Research from the Begbies Traynor Group subsidiary found a 58% rise in demand for IVAs in December 2006 compared to the previous December.
It warns that early indications in January already point to 2007 being a record year for personal insolvencies, with enquiries already on trend to be more than double the December numbers.
Demand for debt advice is particularly strong among the young, with people aged between 30-40 accounting for almost four in 10 of those with serious financial troubles contacting W3 Debt Solutions for help.
The latest figures released in November from the Department of Trade and Industry recorded a 119% rise in the number of IVAs since Q3 2005.
Despite the rising popularity of IVAs, W3 Debt Solutions chief executive Greg Mullarkey says credit card companies and banks have developed a hardening in attitude in the last three or four months towards this debt solution.

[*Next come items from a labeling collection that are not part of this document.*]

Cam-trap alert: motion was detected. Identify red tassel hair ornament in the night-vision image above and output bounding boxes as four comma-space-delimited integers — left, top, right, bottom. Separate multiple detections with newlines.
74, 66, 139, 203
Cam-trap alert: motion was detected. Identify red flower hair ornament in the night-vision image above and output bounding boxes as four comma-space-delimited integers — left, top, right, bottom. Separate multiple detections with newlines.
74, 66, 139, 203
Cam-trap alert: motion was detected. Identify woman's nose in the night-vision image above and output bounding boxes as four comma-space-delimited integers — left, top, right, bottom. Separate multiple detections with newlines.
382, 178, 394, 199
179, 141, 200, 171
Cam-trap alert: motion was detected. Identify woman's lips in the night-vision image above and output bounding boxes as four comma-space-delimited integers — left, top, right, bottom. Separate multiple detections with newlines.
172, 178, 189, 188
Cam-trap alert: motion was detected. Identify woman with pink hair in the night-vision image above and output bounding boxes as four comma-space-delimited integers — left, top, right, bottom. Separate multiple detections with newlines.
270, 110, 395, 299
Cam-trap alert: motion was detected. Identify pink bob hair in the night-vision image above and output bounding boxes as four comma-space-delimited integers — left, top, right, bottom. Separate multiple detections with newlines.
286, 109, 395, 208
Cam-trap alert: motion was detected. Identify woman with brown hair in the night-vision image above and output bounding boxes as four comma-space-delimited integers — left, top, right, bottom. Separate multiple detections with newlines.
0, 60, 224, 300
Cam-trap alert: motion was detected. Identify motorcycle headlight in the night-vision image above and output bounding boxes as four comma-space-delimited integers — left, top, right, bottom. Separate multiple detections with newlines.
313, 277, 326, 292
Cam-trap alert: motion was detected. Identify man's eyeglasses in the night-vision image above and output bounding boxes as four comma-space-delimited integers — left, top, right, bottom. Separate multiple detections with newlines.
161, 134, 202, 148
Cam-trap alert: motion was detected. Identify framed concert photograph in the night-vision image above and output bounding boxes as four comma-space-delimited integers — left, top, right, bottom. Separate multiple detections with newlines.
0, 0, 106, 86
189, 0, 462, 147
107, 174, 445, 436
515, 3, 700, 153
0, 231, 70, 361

He warns these lenders are much less willing to enter into IVAs than they had been previously, fearing that they are being seen as the easy option to escape debt.
Mullarkey adds: If creditors continue to adopt a harder line on IVAs, we foresee a lot more people going down the bankruptcy route this year.
While in some instances bankruptcy may be the most appropriate measure, in others it is not.
“If you are heavily in debt make sure you get the right advice.
But be warned, bankruptcy still carries considerable social stigma and will affect a persons ability to get credit, including credit cards, loans and mortgages.
“It may even affect their ability to rent property.
The best advice is dont spend beyond your means, although this hasnt been heeded by those whove already splashed out on a Christmas they couldnt afford.